Arquivaldo relatou ao POPULAR um pouco do que ele e familiares têm atravessado. “Sou de uma família numerosa, 20 irmãos, 12 filhos, 12 tios e centenas de primos. Desde o início da pandemia, nós nos reunimos pela internet todos os domingos, sempre procurando conscientizar uns aos outros sobre a importância do isolamento social e do uso de máscaras.” Ainda assim, foram afetados pela doença e sofreram perdas.
Ele lamenta sete mortes na família Um tio, três primos, dois sobrinhos e o irmão. “Eram saudáveis, trabalhadores, foi tudo muito rápido.”
Irmão detido
Além disso, ele lembra episódio em Trindade envolvendo o irmão, Arquidones Bites Leão, que foi preso no dia 31 de maio deste ano após se recusar a retirar uma faixa do capô de seu carro com a mensagem “Fora Bolsonaro Genocida”. Vídeos gravados no momento da prisão mostram o policial dizendo que iria enquadrar o professor de história na Lei de Segurança Nacional por uma suposta calúnia contra o presidente. Secretário do PT, Arquidones foi levado para a sede da Polícia Federal (PF), em Goiânia, onde prestou depoimento e foi liberado.
Atualmente, Arquidones é um dos diretores da Associação Nacional Vida e Justiça em Apoio e Defesa das Vítimas da Covid-19. “Nós estamos sempre envolvidos nas lutas e movimentos populares”, observa Arquivaldo.
“A partir do momento que estamos na associação, reivindicando, passamos a ostentar a frase Fora Bolsonaro Genocida. A gente imagina que a repressão veio daí, porque sempre tivemos respeito pela polícia, mas alguns membros têm visão equivocada do papel do policial, extrapolam e acabam prejudicando a imagem da própria polícia. Acabam trazendo transtorno, humilhação, para quem está dentro da lei”, analisa. “Diziam que meu irmão era radical. Hoje mais pessoas concordam que se trata de genocídio.”

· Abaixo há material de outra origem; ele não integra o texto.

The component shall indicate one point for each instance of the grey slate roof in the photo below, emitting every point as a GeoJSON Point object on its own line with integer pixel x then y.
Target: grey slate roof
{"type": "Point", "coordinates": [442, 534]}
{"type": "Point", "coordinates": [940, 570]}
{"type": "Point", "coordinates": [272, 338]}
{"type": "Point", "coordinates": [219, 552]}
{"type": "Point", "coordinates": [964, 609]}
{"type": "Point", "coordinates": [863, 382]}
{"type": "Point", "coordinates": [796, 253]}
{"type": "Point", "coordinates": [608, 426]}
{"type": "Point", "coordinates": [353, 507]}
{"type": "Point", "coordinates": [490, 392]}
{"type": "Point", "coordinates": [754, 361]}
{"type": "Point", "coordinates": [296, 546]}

Arquivaldo, que se aposentou depois de 46 anos de trabalho para logo enfrentar a pandemia, diz que gostava de jogar futebol e quer se recuperar para voltar ao esporte. Tem se dedicado à fisioterapia, “com muita força de vontade”.
“Como sequelado e parente de vítimas fatais, eu espero que não venha a ter outra pandemia, mas se houver, com base na experiência desta, que possamos formular leis e protocolos para que as novas gerações possam superar de forma não tão dolorosa quanto nesta.”
Além de Arquivaldo, foram ouvidas outras seis pessoas: Mayra Pires Lima, enfermeira em Manaus; Geovana Dulce e Katia Shirlene Castilho dos Santos, órfãs por causa da Covid-19; Rosane Brandão, viúva por causa da Covid-19; Marcio Antônio, acometido pela Covid-19; e Antonio Carlos Costa, da ONG Rio de Paz.